The code found here implements a MATLAB script that solves and draws the 1D wave equation with boundaries at x=0 and x=90. When you run the script in MATLAB it shows a single pulse propagate from x=0 to x=90 and bounce back and forth.

This script shows the entire range of x (i.e. from x=0 to 90) even though the pulse itself is only about 20 units long in the x-direction. See image below:

My question: How do I construct an imaginary green box shown in the image above that only shows the pulse as it moves along instead of the entire range? The imaginary green box moves with the pulse. So when you play the movie, all you see is the pulse and the changing x-axis limits (like x=0 to 20, then x=20 to 40, then x=40 to 60, and so forth).

I think the answer to this question has something to do with the camera position or view, but I am not sure how.

Here is the code:

% 1D wave equation using boundary condition
% Mohammad Ismail Hossain
% Jacobs University Bremen
clc
clear all
c = 1;
l = 4.5;
dt = 0.06;
dx = 0.05;
ldx = 4.5/dx;
x = 1:ldx;
tm = 300;
N = 0.4/dt;
n = 1:8*N;
n0 = 4*N;
En = zeros(tm,ldx);
En0 = zeros(tm,1);
En0(1:8*N) = exp(((-(n-n0).^2)/(2*N^2)));
Ent(1:tm) = 0;
En(1,1) = En0(1);
for p = 2:tm-1
   En(p,1) = En0(p);
   for q = 2:ldx-1
       
       if (q == (ldx/9)*4)||(q == (ldx/9)*5)
           c = sqrt(0.4);
       end
       if ((q > (ldx/9)*4) && (q < (ldx/9)*5))
           c = 0.5;
       end
       if ((q < (ldx/9)*4) || (q > (ldx/9)*5))
           C = 1;
       end
       En(p+1,q) = ((c*dx)/dt)^2*(En(p,q+1)-2*En(p,q)+En(p,q-1)) + 2*En(p,q) - En(p-1,q); 
   end
   plot(En(p,:))
   title(['Time = ',num2str(p+1)]);
   YLIM([-1.5 1.5])
   pause(0.03);
   
end

Answer 1

You only need to change xlim dynamically. Ideally it should be synchronized with the speed and direction of the wave, but it's hard to tell what the code is doing (no comments, not very informative variable names).

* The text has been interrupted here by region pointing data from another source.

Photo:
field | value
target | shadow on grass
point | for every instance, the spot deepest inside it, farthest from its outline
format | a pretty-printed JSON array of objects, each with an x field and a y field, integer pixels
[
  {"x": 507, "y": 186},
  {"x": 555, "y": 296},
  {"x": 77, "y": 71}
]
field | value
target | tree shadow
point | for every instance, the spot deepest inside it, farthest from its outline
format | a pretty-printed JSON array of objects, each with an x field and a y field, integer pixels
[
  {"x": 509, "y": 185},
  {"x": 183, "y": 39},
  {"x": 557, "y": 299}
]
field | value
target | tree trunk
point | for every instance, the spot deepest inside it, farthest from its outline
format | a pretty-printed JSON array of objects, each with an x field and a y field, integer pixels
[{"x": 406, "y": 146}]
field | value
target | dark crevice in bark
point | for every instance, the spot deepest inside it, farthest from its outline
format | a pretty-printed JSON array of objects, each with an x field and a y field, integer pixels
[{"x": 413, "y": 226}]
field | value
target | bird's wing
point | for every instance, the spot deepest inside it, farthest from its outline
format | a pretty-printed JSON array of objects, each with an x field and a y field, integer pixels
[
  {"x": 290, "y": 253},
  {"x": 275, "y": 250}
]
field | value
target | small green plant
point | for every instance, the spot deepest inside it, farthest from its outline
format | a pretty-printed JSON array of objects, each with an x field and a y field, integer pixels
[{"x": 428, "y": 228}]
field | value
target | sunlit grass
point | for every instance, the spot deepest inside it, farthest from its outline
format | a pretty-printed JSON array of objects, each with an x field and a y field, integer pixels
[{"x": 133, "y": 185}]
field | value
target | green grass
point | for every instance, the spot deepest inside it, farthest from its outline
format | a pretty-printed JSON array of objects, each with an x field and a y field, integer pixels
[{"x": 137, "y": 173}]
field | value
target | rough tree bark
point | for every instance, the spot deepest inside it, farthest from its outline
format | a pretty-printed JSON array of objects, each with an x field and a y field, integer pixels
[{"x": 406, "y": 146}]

A more "automatic" approach is to find the position of the absolute maximum of the wave and define xlim around that position. To do this, just add the following lines at the end of the outer loop. Also change YLIM to ylim to avoid an error:

···
title(['Time = ',num2str(p+1)]);
ylim([-1.5 1.5])                    % changed line
[~, xm] = max(abs(En(p,:)));        % new line: find position of maximum
xlim(xm + [-20 20])                 % new line: set xlim around that value
pause(0.03);
···